A flood of creative ideas flowed between actor and director. Redford decided, as an homage, to adopt Ted Williams’s number, 9. It was also decided that the photography by cinematographer Caleb Deschanel would take its cue from a character in the novel, Judge Banner, who refers to people in terms of darkness and light. The opposing female figures, the gunwoman Harriet and the bighearted Iris, would be depicted in darkness and iridescence, respectively. Hobbs’s childhood would be shown in a two-color sepia-like palette that would emphasize the pale greens and burnt yellows of a summery Midwest. These conceptualizations were planned in detail with Redford and carefully hand-drawn before a foot of film was shot. “What Bob and I wanted from the movie was lightness and irony,” says Levinson, “though most of the critics eventually chose to see it as a serious, even grim, piece of work.”

Through June 1983 Redford prepared for the movie with a rigorous fitness routine that included weeks of batting practice with a team of semipro players. He phoned Ted Williams, who was fishing in Nova Scotia and missed his call. Williams would later affectionately acknowledge Redford’s homage and send him signed memorabilia. “It was the best place to be,” says Redford, “full of childhood dreaming and hardball playing. After my long absence, I was ready for a good movie.”

The Natural would fulfill the first part of a two-picture deal that Gary Hendler had brokered for him with Columbia two years before.
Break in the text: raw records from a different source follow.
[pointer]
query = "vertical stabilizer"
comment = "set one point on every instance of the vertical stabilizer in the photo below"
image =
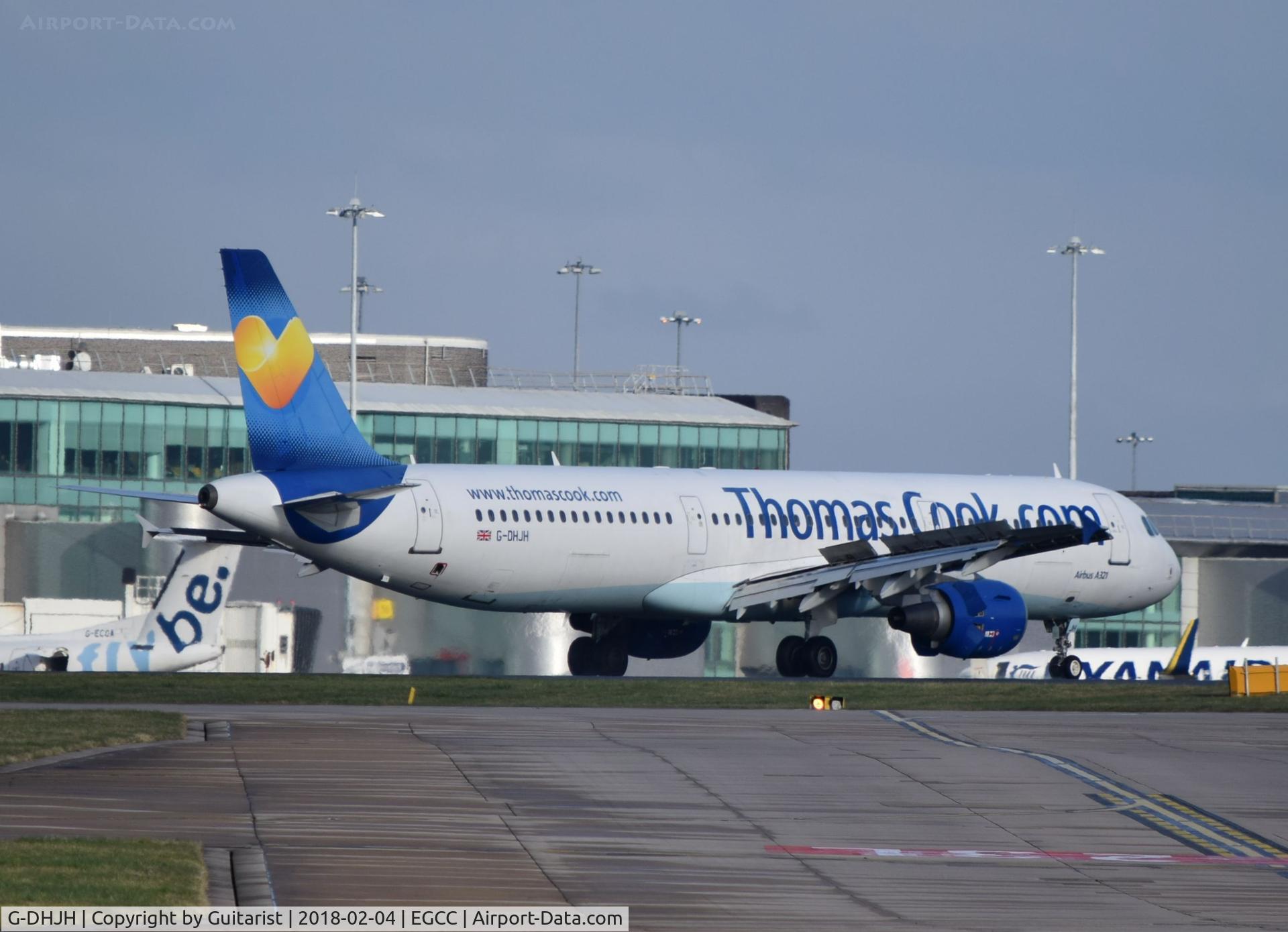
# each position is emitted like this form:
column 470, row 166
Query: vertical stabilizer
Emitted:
column 294, row 414
column 190, row 609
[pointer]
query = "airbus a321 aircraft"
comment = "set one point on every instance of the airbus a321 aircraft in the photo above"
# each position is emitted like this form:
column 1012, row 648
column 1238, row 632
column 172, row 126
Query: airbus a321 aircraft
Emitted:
column 180, row 631
column 643, row 561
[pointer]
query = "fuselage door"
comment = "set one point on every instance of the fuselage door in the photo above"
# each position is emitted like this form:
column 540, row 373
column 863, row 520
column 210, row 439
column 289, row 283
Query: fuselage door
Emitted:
column 429, row 519
column 697, row 520
column 1120, row 548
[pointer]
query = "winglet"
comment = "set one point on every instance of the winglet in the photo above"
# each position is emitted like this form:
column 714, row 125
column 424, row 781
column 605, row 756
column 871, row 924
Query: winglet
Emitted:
column 1180, row 662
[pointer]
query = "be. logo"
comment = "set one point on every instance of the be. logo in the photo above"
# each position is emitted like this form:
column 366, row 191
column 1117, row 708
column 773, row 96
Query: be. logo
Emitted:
column 274, row 366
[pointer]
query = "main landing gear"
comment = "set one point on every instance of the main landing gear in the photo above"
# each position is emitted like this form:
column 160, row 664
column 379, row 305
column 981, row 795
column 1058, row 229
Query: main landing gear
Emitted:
column 806, row 657
column 607, row 657
column 1063, row 666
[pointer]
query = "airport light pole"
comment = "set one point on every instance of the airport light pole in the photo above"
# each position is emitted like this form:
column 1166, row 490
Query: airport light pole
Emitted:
column 1135, row 441
column 354, row 213
column 579, row 270
column 680, row 322
column 365, row 288
column 1073, row 249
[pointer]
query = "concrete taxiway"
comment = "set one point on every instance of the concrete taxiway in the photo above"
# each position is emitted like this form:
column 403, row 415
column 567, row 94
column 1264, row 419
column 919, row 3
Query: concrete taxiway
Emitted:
column 719, row 819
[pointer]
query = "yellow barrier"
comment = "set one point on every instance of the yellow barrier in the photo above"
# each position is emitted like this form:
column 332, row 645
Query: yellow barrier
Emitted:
column 1258, row 680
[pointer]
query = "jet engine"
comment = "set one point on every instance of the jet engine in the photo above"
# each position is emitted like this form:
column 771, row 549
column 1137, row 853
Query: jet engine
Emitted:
column 964, row 620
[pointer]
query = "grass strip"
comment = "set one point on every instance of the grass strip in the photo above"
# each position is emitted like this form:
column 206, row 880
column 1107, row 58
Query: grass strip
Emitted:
column 101, row 872
column 28, row 734
column 630, row 693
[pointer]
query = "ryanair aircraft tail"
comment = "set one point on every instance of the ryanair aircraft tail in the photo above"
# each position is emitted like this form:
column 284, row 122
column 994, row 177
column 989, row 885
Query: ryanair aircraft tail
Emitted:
column 294, row 415
column 190, row 610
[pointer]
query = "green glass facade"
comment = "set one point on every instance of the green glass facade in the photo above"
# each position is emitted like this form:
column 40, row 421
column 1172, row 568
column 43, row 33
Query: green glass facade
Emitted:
column 46, row 443
column 1157, row 626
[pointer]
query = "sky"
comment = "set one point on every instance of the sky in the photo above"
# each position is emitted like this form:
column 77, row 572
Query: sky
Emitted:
column 855, row 197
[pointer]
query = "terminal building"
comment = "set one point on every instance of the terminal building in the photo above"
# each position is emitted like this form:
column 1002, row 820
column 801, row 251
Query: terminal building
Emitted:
column 161, row 410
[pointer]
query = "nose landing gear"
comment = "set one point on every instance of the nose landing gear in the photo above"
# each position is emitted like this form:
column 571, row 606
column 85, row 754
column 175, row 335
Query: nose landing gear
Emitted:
column 1063, row 666
column 806, row 657
column 588, row 657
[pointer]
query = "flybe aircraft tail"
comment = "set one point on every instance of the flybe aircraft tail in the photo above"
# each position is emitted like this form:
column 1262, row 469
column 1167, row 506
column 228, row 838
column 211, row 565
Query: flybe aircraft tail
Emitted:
column 190, row 609
column 294, row 415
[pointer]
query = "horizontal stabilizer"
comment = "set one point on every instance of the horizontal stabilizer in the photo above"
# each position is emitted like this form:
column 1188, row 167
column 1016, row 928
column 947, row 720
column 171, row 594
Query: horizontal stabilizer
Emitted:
column 242, row 538
column 358, row 496
column 966, row 548
column 183, row 498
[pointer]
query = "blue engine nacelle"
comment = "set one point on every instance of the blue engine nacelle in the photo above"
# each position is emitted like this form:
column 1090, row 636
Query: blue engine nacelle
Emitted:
column 964, row 620
column 665, row 640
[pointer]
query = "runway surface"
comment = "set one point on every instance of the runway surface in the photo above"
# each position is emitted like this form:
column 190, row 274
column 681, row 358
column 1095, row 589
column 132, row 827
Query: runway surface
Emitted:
column 720, row 819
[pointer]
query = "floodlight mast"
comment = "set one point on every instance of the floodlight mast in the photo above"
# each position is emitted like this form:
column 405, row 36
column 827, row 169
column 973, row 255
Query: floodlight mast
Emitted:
column 354, row 213
column 365, row 289
column 1135, row 441
column 579, row 270
column 1073, row 249
column 680, row 322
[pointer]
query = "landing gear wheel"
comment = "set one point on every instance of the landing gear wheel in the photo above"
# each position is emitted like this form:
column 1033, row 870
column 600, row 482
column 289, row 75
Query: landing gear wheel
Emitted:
column 821, row 657
column 791, row 656
column 581, row 657
column 612, row 658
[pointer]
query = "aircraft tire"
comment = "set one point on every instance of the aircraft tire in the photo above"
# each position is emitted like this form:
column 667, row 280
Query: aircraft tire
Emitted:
column 820, row 657
column 790, row 657
column 612, row 658
column 581, row 657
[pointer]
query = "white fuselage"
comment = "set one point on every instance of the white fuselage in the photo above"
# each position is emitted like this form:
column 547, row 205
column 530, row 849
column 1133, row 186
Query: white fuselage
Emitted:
column 537, row 538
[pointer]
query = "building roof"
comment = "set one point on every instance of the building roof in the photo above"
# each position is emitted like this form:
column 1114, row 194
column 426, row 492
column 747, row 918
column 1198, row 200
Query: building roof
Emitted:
column 1219, row 528
column 400, row 400
column 87, row 334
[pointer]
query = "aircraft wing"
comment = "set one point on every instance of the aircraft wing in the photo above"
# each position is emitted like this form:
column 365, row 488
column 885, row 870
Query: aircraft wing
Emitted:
column 967, row 548
column 242, row 538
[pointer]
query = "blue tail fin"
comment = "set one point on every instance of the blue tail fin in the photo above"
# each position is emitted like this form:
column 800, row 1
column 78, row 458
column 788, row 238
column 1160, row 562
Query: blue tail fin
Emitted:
column 1180, row 662
column 294, row 414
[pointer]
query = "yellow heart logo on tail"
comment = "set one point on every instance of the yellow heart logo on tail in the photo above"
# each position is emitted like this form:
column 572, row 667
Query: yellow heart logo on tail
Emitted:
column 274, row 366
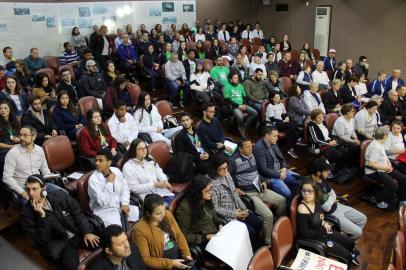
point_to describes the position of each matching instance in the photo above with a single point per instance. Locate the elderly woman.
(227, 203)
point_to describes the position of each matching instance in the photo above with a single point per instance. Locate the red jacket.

But Hendler was no longer Redford’s legal counsel—he was the president of a new movie company, TriStar, a partnership between divisions of Columbia, HBO and CBS, which had inherited The Natural. The men took a walk on the beach at Malibu to discuss Hendler’s new role. They had been together for sixteen years, and Redford was happy to credit his friend with enormous help in building his career and holding on to Sundance.